A gestão reforçou que não houve negligência ou omissão por parte dos profissionais de saúde e que os atendimentos seguem os protocolos do Sistema Único de Saúde (SUS), com base na classificação de risco. O episódio foi classificado como pontual, e a UPA do município foi destacada como unidade de referência, com reconhecimento do Tribunal de Contas do Estado.

O caso ganhou repercussão após a circulação de vídeos nas redes sociais.

Segundo as informações colhidas no dia do ocorrido, D’ane Oliveira estava na unidade acompanhando a sobrinha, uma criança de 7 meses, quando gravou um vídeo mostrando a estrutura do local e questionando a demora no atendimento.
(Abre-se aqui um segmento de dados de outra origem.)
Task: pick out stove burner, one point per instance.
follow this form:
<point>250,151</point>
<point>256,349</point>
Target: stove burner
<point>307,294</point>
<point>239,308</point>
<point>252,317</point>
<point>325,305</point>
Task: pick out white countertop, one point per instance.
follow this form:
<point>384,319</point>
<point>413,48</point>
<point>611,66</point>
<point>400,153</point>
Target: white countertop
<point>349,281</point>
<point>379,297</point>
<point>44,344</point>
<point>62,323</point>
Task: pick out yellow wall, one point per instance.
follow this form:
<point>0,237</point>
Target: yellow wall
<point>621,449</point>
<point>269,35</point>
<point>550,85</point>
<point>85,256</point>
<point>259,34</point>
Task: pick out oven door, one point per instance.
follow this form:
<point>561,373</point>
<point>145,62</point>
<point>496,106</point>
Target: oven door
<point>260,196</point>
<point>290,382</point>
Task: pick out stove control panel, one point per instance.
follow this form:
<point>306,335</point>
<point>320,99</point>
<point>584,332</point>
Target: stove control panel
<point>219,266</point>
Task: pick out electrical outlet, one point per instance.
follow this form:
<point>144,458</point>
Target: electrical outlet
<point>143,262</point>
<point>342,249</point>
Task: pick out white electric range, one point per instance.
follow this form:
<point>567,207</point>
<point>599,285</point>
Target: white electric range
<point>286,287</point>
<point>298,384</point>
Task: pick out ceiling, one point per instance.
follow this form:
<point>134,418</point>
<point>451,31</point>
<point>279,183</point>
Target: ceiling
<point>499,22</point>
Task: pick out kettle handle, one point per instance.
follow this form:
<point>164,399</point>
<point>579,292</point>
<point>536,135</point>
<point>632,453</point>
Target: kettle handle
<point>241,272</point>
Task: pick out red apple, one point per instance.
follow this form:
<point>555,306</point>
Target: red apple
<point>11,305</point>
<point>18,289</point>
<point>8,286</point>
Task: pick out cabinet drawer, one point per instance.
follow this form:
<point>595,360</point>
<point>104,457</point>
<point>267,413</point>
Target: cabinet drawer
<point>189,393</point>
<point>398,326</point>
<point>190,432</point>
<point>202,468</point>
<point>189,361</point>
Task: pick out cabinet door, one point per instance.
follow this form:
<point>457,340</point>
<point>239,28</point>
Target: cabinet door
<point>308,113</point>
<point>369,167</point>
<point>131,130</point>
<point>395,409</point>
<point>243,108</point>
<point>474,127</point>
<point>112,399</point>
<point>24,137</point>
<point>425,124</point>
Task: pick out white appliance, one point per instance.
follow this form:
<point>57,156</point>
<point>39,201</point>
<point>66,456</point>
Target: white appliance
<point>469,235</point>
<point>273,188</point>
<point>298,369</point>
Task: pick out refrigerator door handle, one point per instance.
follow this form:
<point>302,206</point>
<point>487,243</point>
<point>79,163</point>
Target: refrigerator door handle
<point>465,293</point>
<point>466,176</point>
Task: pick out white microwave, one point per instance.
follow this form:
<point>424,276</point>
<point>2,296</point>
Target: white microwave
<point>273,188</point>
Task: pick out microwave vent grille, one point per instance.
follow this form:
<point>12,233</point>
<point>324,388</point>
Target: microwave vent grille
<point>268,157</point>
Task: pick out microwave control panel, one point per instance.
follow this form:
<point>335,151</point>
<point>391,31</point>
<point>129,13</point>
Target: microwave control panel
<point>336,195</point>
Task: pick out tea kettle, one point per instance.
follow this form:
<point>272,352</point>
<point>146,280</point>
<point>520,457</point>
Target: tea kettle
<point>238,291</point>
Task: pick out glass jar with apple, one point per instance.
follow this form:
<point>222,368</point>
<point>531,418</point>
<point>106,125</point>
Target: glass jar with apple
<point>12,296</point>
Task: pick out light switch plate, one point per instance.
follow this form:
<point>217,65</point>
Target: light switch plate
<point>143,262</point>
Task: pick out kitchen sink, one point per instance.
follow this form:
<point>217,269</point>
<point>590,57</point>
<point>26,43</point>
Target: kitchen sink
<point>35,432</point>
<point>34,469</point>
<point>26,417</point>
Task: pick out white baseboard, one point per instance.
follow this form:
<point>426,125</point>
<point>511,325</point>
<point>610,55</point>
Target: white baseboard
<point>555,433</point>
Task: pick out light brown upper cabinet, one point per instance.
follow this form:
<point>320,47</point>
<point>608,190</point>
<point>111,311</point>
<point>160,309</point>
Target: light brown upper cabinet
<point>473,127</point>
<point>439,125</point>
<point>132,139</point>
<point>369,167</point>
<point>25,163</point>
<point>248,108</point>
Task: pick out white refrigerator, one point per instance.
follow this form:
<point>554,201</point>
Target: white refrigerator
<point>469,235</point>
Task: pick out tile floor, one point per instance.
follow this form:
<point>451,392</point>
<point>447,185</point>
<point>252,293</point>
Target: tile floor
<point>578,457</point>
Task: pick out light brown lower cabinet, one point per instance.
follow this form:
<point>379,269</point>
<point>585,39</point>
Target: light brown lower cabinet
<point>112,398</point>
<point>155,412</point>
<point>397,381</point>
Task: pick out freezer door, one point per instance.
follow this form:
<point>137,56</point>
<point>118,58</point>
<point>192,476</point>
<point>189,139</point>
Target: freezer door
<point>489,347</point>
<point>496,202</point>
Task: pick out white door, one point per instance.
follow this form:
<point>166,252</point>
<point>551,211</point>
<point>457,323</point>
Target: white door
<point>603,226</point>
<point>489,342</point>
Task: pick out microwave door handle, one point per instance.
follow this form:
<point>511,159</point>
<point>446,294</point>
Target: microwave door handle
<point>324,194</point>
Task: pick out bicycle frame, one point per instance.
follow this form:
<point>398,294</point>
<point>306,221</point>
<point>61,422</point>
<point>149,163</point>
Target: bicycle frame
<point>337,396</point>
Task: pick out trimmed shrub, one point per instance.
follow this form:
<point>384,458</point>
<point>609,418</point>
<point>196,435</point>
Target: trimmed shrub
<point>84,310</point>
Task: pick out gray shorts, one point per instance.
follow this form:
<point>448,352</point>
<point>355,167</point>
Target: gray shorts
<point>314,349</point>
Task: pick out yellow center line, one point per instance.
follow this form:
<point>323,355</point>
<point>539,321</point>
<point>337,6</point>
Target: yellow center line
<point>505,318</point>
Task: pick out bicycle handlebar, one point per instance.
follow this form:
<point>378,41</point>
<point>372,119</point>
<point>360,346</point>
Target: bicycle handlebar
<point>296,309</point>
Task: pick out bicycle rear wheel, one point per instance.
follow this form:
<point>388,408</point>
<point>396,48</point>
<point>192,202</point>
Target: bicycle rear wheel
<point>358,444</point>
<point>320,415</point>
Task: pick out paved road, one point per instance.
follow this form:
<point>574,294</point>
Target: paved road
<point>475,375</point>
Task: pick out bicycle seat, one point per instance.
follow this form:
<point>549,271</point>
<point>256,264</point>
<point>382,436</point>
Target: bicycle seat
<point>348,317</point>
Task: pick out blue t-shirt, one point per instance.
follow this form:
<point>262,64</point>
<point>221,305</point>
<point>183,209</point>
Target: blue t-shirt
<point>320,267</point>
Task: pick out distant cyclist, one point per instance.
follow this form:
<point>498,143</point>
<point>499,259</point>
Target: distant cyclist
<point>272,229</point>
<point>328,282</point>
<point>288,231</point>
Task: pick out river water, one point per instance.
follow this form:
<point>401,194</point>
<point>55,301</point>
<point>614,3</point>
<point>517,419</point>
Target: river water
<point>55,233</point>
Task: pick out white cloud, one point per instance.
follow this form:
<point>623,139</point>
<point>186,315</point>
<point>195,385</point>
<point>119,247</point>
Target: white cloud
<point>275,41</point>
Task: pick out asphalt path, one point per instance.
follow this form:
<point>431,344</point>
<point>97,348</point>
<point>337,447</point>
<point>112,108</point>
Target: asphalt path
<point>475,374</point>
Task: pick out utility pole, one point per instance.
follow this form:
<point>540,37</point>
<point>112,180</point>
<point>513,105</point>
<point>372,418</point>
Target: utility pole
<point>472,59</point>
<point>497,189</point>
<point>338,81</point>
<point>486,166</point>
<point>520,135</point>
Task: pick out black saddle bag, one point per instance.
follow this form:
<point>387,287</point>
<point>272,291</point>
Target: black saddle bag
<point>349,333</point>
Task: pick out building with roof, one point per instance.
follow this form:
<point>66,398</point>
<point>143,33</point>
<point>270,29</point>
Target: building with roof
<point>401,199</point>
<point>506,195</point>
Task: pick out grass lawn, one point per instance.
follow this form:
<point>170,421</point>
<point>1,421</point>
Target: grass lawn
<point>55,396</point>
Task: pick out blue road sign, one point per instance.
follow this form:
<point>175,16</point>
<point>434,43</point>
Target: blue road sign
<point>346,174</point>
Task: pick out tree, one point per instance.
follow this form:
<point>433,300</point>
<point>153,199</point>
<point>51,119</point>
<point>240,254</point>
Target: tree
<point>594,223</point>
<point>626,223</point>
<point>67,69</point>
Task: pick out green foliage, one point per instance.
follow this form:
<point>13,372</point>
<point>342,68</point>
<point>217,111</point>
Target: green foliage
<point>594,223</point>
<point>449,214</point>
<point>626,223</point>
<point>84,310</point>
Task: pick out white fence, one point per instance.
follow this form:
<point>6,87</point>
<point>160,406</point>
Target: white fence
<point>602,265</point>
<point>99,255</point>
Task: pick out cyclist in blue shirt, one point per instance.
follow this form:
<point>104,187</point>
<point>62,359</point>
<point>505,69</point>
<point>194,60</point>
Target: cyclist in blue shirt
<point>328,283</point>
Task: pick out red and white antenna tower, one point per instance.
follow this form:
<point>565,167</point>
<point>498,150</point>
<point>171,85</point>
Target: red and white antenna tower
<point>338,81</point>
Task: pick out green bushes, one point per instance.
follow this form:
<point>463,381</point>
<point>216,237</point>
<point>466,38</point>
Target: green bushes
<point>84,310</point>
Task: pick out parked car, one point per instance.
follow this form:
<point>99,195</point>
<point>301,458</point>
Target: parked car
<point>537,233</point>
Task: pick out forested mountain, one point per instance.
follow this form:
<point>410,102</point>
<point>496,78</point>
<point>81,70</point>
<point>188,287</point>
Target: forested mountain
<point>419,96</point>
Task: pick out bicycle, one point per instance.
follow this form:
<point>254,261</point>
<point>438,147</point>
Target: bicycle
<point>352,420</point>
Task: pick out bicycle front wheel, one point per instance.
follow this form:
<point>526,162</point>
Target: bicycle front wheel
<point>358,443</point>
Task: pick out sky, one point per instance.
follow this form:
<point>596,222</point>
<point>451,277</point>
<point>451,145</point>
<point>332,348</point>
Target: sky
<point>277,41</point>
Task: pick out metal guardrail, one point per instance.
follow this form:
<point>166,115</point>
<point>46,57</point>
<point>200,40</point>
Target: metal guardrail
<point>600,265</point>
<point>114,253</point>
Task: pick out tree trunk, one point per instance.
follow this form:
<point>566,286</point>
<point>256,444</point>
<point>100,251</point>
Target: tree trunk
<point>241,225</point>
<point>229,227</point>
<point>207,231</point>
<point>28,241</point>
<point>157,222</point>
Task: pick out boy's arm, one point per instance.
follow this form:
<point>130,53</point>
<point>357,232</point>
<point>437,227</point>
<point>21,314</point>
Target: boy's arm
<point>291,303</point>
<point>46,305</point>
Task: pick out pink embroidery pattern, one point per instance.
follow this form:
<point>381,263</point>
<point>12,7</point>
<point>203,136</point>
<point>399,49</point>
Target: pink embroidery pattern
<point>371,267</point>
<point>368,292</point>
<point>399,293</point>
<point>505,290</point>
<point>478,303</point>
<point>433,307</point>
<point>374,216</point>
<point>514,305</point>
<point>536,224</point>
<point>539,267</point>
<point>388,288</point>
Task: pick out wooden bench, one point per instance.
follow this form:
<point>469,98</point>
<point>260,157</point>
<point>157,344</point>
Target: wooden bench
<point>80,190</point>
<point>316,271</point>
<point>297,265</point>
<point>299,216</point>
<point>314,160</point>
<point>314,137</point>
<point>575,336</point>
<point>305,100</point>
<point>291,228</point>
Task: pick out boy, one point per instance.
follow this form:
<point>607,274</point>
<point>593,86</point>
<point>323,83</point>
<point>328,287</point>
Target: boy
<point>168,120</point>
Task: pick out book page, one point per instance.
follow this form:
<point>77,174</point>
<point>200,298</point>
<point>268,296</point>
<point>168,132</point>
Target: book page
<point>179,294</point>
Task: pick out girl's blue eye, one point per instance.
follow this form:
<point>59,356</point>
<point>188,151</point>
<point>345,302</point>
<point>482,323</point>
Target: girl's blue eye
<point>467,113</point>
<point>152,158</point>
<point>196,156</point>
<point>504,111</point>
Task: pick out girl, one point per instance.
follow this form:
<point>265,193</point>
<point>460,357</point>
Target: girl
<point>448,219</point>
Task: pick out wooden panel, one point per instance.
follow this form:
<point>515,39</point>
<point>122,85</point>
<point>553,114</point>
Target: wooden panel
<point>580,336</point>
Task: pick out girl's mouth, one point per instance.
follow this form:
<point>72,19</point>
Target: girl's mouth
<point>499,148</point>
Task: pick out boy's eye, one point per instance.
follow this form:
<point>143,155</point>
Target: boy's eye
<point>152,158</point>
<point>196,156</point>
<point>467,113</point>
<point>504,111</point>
Nas imagens, ela afirma que seria a sexta vez, em um intervalo de 22 dias, que buscava assistência médica sem conseguir solução para o problema da criança.

Durante a gravação, também aparece um consultório aparentemente vazio, o que motivou as reclamações feitas por ela. A mulher relatou ainda que a criança aguardava atendimento há cerca de uma hora naquele momento.

Ainda no vídeo, D’ane aparece exaltada, cobrando providências. Após a gravação, ela permaneceu no local e continuou questionando o atendimento.

De acordo com o que foi registrado, um médico da unidade acionou a Polícia Militar, alegando ter se sentido ameaçado diante da conduta da mulher. A equipe policial foi até a UPA e realizou a condução de D’ane Oliveira, que foi algemada dentro da unidade e levada para a Central de Atendimento da Polícia Civil de Tocantinópolis.

Segundo as informações, durante a abordagem houve resistência à condução e também registro de desacato. Após os procedimentos, ela pagou fiança e foi liberada.

Em registros posteriores, a mulher aparece com hematomas pelo corpo, mas as circunstâncias em que as marcas surgiram ainda não foram esclarecidas oficialmente.

Após o caso, D’ane informou que pretende acionar o Ministério Público para que a situação seja apurada, especialmente em relação à condução e às condições da abordagem dentro da unidade de saúde.

Já a Polícia Militar informou que foi acionada para atender uma ocorrência de desordem na unidade. De acordo com a corporação, a mulher teria entrado em um consultório durante atendimento, apresentando comportamento alterado e fazendo ameaças. Ainda segundo a PM, houve resistência no momento da abordagem, e ela foi encaminhada à delegacia. A corporação também afirmou que a ação ocorreu dentro da legalidade.